Sunday, March 9, 2008

Old Broads Rule!

This is the first of a series of posts on the subject of women and aging. I have the sneaking suspicion that this series may be the reason for this blog's existence.... Time will tell.

From the first time I read it in the early 1990's, I loved the poem, When I am Old I Shall Wear Purple. I was aware that I was too young for the part then, but I decided that, when the time came, I would be an old lady like the one described in the poem.

It reminded me immediately of a lady who went to my church when I was little. I don't remember her name. In fact, I never knew anything about her. In the early 1960's, she was probably in her mid to late 60's. She was a little wiry lady who never walked, she marched. She marched into church and sat in the front row. She marched up to the Communion rail and marched back again. She marched out at the end of the service. She was always in a hurry. Other church-ladies moved quietly and slowly. Nuns seemed to glide [they must teach that in nun-school, sort like the runways exercises on America's Top Model]. This lady moved through her world like she owned the joint.
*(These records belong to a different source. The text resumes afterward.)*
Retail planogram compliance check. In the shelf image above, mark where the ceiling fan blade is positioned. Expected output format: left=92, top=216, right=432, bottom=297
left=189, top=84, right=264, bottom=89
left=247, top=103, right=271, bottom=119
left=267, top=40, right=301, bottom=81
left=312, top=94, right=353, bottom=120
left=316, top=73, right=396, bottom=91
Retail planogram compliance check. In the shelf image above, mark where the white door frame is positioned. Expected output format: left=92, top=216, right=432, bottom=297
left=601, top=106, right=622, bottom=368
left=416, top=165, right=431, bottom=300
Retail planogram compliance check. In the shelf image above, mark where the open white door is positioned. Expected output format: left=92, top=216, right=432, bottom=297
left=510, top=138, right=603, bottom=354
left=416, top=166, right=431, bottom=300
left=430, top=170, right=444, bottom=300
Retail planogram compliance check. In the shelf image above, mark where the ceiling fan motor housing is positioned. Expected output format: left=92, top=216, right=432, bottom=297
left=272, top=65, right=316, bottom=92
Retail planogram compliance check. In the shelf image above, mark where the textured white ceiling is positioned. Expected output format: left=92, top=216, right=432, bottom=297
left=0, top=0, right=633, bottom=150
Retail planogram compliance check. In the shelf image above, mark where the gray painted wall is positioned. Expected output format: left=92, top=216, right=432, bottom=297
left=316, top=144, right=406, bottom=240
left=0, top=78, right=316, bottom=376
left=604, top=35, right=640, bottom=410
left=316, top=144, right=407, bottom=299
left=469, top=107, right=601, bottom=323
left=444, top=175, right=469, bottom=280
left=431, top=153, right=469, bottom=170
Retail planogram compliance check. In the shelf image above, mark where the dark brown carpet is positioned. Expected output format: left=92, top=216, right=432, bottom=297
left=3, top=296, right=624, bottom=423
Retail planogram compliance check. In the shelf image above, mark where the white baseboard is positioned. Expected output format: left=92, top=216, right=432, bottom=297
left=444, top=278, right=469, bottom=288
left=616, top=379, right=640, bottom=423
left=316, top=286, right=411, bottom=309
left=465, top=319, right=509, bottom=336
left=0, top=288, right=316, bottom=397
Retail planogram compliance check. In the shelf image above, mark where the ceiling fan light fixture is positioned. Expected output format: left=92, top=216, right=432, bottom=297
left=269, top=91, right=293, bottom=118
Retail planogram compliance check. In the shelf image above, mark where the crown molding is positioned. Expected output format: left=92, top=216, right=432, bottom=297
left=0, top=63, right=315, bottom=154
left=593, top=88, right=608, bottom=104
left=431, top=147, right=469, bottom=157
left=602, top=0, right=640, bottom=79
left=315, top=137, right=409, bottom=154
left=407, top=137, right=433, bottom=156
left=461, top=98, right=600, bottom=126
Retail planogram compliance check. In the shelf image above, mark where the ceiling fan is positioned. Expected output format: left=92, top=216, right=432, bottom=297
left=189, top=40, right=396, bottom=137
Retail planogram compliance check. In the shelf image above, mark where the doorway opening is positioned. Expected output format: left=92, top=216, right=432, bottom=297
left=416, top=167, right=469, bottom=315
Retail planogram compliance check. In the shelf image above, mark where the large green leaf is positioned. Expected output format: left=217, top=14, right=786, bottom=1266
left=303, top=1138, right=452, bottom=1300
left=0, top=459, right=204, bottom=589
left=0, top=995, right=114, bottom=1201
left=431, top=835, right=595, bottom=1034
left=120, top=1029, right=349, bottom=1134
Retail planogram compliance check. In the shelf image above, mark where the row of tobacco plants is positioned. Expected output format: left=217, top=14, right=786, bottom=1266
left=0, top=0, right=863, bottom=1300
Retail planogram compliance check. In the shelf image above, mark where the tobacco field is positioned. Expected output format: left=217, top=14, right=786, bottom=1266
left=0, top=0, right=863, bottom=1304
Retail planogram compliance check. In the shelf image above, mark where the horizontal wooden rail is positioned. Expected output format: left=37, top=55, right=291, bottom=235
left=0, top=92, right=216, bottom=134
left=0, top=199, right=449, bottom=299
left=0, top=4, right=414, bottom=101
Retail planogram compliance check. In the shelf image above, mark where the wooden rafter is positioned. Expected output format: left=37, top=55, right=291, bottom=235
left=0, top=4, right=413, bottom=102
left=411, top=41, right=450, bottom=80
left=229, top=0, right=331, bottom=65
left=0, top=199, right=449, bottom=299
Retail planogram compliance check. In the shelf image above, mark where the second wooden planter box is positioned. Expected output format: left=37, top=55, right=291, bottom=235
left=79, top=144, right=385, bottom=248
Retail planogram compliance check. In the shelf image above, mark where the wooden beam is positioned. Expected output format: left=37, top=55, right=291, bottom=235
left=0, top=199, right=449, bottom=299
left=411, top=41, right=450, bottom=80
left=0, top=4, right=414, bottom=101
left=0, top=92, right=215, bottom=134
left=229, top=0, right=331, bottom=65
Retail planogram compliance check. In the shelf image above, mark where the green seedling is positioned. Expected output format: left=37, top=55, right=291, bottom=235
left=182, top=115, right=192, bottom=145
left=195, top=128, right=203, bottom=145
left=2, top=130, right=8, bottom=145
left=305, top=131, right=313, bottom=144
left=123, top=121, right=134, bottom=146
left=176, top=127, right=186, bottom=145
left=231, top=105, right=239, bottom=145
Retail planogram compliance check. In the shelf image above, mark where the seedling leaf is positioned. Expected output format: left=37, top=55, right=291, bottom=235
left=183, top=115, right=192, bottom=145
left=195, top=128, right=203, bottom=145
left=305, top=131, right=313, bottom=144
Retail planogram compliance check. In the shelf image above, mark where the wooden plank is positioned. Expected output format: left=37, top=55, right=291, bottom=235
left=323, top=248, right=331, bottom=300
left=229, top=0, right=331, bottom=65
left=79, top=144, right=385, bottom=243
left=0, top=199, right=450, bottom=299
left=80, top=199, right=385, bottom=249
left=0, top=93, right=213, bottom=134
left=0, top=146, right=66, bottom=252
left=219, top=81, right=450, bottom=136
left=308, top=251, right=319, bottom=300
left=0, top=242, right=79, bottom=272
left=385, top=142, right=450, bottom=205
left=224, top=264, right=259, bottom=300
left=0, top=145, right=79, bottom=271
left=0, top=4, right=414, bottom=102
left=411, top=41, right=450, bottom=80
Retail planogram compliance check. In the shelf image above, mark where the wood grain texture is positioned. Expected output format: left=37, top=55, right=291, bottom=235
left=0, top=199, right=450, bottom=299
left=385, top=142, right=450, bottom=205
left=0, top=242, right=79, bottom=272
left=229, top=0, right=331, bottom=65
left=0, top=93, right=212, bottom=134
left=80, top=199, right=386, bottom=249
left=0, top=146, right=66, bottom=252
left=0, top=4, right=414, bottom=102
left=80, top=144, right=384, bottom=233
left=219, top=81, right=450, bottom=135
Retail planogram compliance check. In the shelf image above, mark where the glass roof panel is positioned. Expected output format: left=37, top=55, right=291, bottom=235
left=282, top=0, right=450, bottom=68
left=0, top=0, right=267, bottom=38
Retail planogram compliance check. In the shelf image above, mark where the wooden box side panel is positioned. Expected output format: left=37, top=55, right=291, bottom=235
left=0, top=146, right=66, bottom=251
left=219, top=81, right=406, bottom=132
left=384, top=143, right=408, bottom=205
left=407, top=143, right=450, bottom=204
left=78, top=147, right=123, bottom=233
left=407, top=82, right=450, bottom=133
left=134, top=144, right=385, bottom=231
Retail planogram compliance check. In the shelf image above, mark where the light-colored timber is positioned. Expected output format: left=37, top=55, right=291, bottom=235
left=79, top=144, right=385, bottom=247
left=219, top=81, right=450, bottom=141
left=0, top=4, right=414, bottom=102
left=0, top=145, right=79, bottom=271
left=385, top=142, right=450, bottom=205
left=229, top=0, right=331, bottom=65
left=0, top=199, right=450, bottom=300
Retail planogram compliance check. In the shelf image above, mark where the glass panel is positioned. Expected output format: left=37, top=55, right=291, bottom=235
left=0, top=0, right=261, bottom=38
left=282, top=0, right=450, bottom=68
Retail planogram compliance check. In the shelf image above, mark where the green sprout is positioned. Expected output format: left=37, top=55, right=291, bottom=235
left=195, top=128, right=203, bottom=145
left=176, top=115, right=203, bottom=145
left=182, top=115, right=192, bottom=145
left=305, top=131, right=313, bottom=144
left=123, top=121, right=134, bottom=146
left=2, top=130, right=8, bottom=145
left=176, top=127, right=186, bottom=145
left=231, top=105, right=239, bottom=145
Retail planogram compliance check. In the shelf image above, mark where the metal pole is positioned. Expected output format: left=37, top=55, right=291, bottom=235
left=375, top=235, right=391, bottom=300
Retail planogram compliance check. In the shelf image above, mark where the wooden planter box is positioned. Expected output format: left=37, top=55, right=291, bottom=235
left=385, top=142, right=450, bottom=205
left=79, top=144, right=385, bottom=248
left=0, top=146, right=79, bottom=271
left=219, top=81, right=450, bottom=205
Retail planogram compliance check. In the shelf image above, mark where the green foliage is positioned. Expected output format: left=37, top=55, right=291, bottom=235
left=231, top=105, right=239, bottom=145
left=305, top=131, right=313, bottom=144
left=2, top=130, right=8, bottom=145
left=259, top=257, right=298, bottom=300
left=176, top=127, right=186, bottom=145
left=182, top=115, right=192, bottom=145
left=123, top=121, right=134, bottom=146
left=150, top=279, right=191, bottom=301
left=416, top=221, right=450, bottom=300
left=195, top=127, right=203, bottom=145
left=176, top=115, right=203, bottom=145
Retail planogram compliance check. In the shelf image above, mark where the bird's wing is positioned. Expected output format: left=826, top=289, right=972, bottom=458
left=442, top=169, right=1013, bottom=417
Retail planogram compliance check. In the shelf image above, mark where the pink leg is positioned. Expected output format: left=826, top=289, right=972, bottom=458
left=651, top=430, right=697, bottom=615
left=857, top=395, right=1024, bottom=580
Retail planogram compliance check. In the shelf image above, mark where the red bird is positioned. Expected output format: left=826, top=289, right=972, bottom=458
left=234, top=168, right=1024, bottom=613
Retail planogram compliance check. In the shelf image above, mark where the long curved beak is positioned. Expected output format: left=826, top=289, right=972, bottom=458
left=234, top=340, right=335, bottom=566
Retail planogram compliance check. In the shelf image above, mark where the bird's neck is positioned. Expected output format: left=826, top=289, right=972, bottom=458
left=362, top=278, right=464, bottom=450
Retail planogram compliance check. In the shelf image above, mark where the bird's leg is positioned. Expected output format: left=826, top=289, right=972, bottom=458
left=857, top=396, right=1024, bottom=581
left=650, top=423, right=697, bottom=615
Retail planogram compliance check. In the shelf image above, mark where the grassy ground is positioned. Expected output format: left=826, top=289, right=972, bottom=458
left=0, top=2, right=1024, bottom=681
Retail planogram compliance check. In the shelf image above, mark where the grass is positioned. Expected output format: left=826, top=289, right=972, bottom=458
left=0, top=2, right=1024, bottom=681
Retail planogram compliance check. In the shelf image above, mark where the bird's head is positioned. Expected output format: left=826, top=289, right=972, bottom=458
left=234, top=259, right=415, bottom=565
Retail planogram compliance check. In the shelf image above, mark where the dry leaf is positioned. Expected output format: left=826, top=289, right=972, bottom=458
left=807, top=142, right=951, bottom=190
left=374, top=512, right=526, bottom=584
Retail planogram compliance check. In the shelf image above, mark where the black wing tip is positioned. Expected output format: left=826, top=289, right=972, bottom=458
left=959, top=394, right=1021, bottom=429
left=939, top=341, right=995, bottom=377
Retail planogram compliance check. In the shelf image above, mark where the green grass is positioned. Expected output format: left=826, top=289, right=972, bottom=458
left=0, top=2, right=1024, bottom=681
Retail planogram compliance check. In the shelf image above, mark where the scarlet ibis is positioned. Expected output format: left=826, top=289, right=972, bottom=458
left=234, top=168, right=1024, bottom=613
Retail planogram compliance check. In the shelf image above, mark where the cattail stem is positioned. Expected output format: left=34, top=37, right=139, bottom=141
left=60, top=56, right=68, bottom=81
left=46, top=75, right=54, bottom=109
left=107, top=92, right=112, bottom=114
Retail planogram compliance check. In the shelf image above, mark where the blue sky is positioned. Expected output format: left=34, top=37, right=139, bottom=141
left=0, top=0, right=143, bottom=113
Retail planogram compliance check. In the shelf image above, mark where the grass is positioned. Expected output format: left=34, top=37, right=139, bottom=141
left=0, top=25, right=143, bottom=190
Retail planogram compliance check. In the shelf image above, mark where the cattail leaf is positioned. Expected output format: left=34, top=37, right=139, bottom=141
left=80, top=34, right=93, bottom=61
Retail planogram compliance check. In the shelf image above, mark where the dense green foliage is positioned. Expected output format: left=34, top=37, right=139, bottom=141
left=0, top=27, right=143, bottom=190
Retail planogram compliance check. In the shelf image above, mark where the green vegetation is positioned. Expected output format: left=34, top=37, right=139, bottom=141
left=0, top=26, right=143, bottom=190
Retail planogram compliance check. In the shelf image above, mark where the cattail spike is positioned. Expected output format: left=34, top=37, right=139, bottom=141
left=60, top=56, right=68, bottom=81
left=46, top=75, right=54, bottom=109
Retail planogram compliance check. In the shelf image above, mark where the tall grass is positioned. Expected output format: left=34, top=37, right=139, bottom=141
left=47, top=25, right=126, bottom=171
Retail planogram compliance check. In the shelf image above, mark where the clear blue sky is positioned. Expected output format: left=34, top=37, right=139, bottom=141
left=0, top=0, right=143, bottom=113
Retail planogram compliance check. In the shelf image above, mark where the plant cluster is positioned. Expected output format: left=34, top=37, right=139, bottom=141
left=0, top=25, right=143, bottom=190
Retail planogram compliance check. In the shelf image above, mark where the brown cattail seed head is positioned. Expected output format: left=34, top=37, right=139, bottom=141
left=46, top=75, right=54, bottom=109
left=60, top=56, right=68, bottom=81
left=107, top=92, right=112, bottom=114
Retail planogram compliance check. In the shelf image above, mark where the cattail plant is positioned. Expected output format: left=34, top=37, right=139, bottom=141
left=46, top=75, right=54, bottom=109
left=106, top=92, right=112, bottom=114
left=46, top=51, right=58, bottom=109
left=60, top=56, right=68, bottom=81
Other details I remember about her: She drove a Corvette. She wore mini-skirts (not really, really short ones but her skirts were above her knees, which was something of a scandal). She wore a big pink knit hat with giant sparkly sequins. She wore bright red lipstick and red fingernail polish. She had well manicured nails.

Needless to say, almost all the good Christians in our church trashed her something awful. The kids laughed at her because she was different. The mothers despised her because she was unfeminine, she didn't "act her age" and she didn't play the church-lady game. Three strikes, you're out, Toots. For most people being on the outs with the Church-ladies would have been a frightening thing. I don't think that lady noticed. And if she did notice, methinks she would not have cared.

I thought she was the second coolest lady in my world. (I'll write about the coolest one soon.) I would have loved to get to know her but she never slowed down long enough to talk to anyone, and she was apparently way too busy to participate in the church in any way other than regular Sunday attendance. Nevertheless she made a very strong impression on this good [ahem] little Catholic girl. I don't remember thinking that I wanted to grow up to be like her, but the idea must have seeped into my psyche somehow. At any rate, she made a lasting impression.

When I read the "Purple" poem the first time, I immediately thought of that lady. I made up my mind that when the time came I, too, would wear purple and revel in being old. I'll never be a Red Hat Lady (I'm not a joiner and I HATE the thought of dressing like other people), but I relish the thought that I finally have the opportunity to begin to grow into the sort of cool old broad I have always admired. It seems as though I have been waiting my whole life for this. I hope I can pull it off!!